Muzaffer Atac
Physicist Muzaffer Atac received his BS in physics from Ankara University in 1957. From 1959 to 1961, Atac was employed by the Minerals Searching and Investigating Institute in Ankara. In January 1961, Atac moved to the United States to study physics at the University of Illinois with the support of a NATO fellowship. He received his MS in physics from this institution in 1963. Atac completed his PhD thesis "Time Reversal Violation in Electromagnetic Interactions" under the supervision of Hans Frauenfelder at the University of Illinois. He returned to Ankara University for eight months as part of his PhD work and received his PhD degree from the Ankara University. On September 3, 1968, Atac began working as an Applied Scientist for the National Accelerator Laboratory (which would later become Fermilab) at its offices in Oak Brook.

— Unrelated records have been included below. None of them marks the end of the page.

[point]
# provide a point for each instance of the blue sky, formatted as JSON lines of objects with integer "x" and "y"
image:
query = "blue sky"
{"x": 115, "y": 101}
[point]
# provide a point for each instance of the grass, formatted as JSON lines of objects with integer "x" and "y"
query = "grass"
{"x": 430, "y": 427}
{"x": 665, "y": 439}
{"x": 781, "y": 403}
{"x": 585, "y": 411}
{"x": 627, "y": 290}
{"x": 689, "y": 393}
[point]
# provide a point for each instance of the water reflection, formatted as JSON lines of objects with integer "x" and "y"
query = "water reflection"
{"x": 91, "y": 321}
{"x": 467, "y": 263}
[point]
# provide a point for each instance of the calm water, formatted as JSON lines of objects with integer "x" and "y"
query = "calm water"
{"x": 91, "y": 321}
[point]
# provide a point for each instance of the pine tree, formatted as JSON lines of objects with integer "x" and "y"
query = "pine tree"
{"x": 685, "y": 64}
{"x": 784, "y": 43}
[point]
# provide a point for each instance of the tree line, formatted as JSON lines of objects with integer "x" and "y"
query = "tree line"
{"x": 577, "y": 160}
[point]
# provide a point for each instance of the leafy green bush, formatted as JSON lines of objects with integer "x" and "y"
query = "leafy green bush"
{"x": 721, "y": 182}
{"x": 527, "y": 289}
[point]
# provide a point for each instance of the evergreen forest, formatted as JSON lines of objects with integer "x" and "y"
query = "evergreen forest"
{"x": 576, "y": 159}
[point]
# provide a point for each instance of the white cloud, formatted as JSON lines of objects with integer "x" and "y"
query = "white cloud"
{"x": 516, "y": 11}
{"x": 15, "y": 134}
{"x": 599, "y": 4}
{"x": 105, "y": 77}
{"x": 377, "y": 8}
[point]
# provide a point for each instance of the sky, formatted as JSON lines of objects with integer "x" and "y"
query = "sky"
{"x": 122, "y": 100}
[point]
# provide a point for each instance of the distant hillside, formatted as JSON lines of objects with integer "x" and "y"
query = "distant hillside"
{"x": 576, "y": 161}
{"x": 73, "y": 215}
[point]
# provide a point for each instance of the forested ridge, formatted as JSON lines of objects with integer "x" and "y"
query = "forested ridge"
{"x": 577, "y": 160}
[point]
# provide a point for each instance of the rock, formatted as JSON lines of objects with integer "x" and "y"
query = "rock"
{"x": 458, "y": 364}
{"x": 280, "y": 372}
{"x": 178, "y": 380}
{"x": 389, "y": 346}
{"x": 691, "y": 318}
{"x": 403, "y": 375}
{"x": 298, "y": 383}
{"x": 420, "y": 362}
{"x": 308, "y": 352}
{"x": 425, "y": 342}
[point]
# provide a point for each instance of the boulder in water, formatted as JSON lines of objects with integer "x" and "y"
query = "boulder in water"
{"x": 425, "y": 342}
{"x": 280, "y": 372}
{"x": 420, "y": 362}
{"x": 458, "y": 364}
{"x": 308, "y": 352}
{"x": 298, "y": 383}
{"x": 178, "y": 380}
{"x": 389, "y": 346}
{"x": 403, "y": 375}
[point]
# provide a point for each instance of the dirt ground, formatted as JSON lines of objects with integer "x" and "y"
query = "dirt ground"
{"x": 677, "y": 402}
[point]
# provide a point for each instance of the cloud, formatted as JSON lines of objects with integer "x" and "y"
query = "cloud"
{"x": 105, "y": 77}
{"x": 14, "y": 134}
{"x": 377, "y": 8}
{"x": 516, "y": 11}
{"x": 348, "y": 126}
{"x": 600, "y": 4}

While at Fermilab, Atac performed groundbreaking work on gas calorimeters, drift chambers, and high sensitivity solid state photon detectors, and he received several patents for his work. He later became interested in applications of particle detectors in the medical field2 and did work in medical imaging and the early detection of breast cancer. His work in this area produced patented biomedical imaging devices. Atac served as head of Fermilab’s detector development group from 1972 to 1978, when he joined the Collider Detector at Fermilab (CDF). Atac was one of the first three scientists involved in this experiment, and he remained with CDF until 1997. Beginning in 1988, he worked on the development of solid state photomultipliers and visible light photon counters with Rockwell International. In 1989, he became an adjunct professor of physics at the University of California, Los Angeles. In 1990, he became an adjunct professor at the University of Texas at Dallas. He began working on cancer research at the University of California, Irvine in 1996. Beginning in 1995, Atac worked on developing a Silicon Pixels Vertex Tracking System for the Compact Muon Solenoid (CMS) experiment at CERN's Large Hadron Collider.
Atac also organized several workshops and Fermilab and conferences on wire chambers, high energy physics and instrumentation, and medical imaging. He was author or co-author on over 500 publications and served as a referee for Nuclear Instruments and Methods, DOE/SBIR, NSF, IEEE Nuclear Science, and NASA. Atac retired from Fermilab in June 2008.